Since the end of World War II in 1945, the influence of the U.S. government in European affairs has been front and center. During the Cold War (1945-1989) between the United States and the Soviet Union (USSR), Europe relied on the U.S., first for financial assistance with the Marshall Plan of 1947, and secondly, for military protection with the creation of the North Atlantic Treaty Organization (NATO) in 1949, a mutual security and military alliance.
After the fall of the Soviet Union in 1991, there was a realization in Washington that Europe could become less dependent on the United States. Indeed, the demise of the USSR also meant the collapse of the Warsaw Pact, the Soviet-controlled military defense alliance. Therefore, there was no logical reason to keep NATO alive.

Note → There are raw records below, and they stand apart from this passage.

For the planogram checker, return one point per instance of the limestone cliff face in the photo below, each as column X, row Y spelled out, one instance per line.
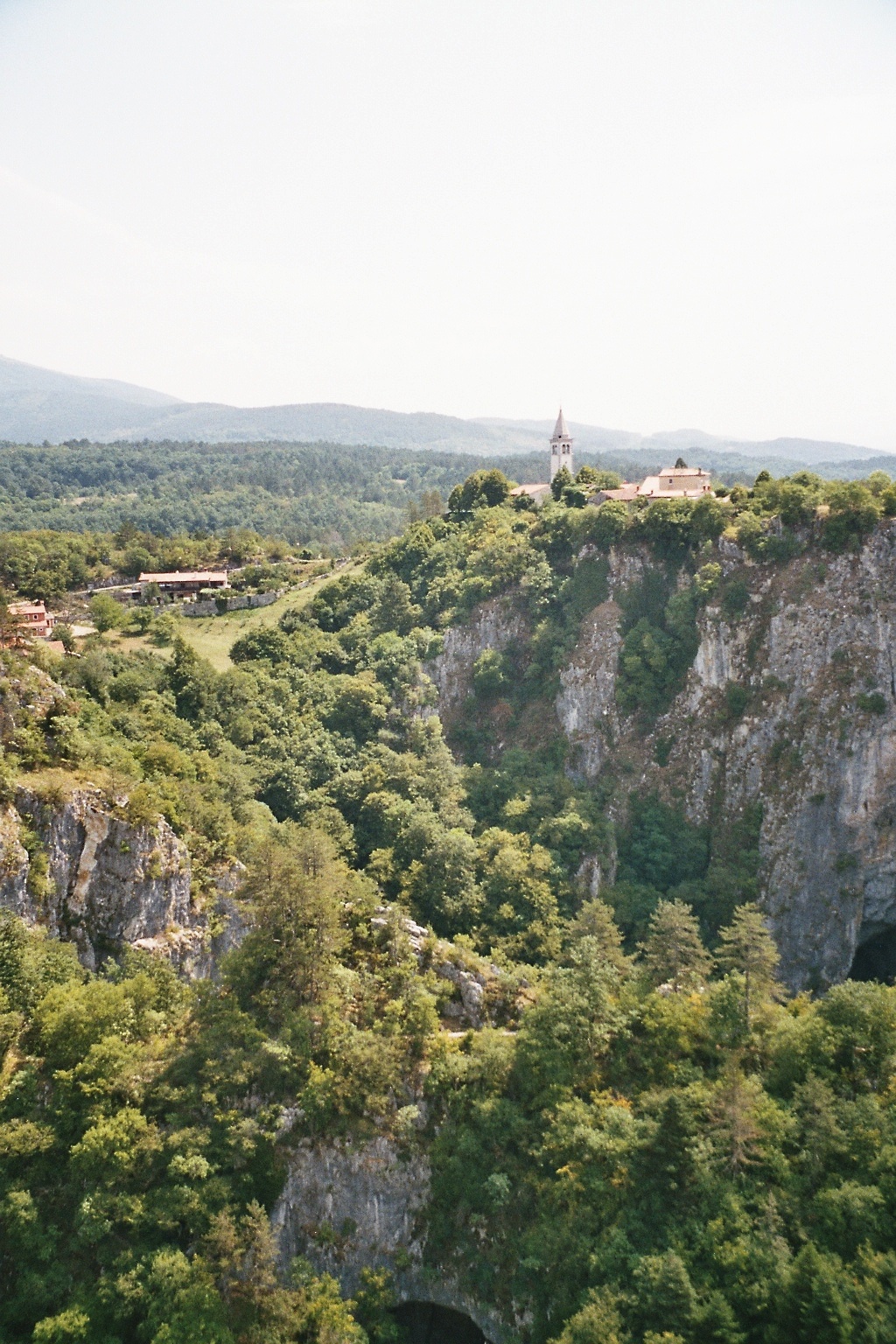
column 346, row 1206
column 90, row 877
column 816, row 652
column 494, row 626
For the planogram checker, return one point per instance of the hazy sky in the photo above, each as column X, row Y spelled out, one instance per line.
column 664, row 214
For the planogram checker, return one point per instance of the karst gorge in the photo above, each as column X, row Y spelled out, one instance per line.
column 499, row 945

The question was then, to dismantle NATO or not?
Because NATO was the main source of U.S. influence in Western Europe, the George H.W. Bush administration and its Secretary of State, James Baker, decided not to dismantle NATO. However, they promised Russia that the military alliance would not expand into Eastern Europe. This promise was broken by the Clinton administration and subsequently by other American administrations, and NATO did expand eastward, with vehement protests from Russia, because it considered such an expansion a threat to its security.
Nevertheless, economic ties between Western Europe and Russia grew stronger over the years, through mutual trade and investment. In 2012, a new pipeline, Nord Stream 1, came into operation, bringing cheap Russian natural gas to Germany. German companies have greatly profited from this cheap source of energy. Some German companies have even been selling their excess imports of Russian natural gas to other European countries. In June of 2015, a decision was made to build a second pipeline, the Nord Stream 2, to double the quantity of Russian natural gas destined to Germany and to other European countries.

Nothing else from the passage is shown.